At the little Paris theatres, on the other hand, you will not only
hear the people yelling out "Ah gredin! Ah monstre:" and cursing the
tyrant of the play from the boxes; but the actors themselves
positively refuse to play the wicked parts, such as those of infames
Anglais, brutal Cossacks, and what not, and prefer to appear at a
smaller salary, in their real characters as loyal Frenchmen. I set
the two stories one against the other, so that you may see that it
is not from mere mercenary motives that the present performer is
desirous to show up and trounce his villains; but because he has a
sincere hatred of them, which he cannot keep down, and which must
find a vent in suitable abuse and bad language.

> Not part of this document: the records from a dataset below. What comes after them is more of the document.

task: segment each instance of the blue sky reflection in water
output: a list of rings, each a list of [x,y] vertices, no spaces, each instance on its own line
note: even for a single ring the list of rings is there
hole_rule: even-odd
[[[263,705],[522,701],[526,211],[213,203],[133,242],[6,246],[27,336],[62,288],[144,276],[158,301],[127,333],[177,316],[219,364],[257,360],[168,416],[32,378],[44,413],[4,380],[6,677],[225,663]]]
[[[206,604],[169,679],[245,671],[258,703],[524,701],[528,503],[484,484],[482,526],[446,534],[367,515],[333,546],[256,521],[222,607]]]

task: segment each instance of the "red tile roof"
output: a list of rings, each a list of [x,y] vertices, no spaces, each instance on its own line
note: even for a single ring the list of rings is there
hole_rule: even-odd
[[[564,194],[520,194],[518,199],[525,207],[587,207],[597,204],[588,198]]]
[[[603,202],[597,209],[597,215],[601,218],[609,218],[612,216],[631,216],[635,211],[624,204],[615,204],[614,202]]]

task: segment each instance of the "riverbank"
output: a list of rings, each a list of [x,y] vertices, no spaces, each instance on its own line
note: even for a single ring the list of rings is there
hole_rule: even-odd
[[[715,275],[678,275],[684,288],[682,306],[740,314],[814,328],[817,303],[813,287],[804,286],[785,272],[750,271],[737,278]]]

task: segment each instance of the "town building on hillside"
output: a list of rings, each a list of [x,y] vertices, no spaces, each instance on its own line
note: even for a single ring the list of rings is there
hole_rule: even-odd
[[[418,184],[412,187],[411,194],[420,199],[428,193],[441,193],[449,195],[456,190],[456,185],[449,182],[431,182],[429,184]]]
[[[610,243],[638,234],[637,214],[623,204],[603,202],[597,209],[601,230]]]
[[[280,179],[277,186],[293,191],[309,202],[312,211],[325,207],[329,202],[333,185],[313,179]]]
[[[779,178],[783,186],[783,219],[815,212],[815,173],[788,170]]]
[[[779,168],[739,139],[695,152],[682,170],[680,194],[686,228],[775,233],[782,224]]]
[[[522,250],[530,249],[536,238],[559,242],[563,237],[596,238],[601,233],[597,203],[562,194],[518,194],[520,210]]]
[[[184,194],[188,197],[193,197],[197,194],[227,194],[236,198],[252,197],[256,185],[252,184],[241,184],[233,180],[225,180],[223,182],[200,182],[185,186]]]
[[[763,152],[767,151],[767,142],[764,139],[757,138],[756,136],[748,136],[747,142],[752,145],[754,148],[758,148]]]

I warn my "kyind friends," then, that I am going to tell a story of
harrowing villainy and complicated—but, as I trust, intensely
interesting—crime. My rascals are no milk-and-water rascals, I
promise you. When we come to the proper places we won't spare fine
language—No, no! But when we are going over the quiet country we
must perforce be calm. A tempest in a slop-basin is absurd. We
will reserve that sort of thing for the mighty ocean and the lonely
midnight. The present Chapter is very mild. Others—But we will
not anticipate THOSE.

And, as we bring our characters forward, I will ask leave, as a man
and a brother, not only to introduce them, but occasionally to step
down from the platform, and talk about them: if they are good and
kindly, to love them and shake them by the hand: if they are silly,
to laugh at them confidentially in the reader's sleeve: if they are
wicked and heartless, to abuse them in the strongest terms which
politeness admits of.

Otherwise you might fancy it was I who was sneering at the practice
of devotion, which Miss Sharp finds so ridiculous; that it was I who
laughed good-humouredly at the reeling old Silenus of a baronet—
whereas the laughter comes from one who has no reverence except for
prosperity, and no eye for anything beyond success. Such people
there are living and flourishing in the world—Faithless, Hopeless,
Charityless: let us have at them, dear friends, with might and main.
Some there are, and very successful too, mere quacks and fools: and
it was to combat and expose such as those, no doubt, that Laughter
was made.

Chapter IX
*

Family Portraits

Sir Pitt Crawley was a philosopher with a taste for what is called
low life. His first marriage with the daughter of the noble Binkie
had been made under the auspices of his parents; and as he often
told Lady Crawley in her lifetime she was such a confounded
quarrelsome high-bred jade that when she died he was hanged if he
would ever take another of her sort, at her ladyship's demise he
kept his promise, and selected for a second wife Miss Rose Dawson,
daughter of Mr. John Thomas Dawson, ironmonger, of Mudbury. What a
happy woman was Rose to be my Lady Crawley!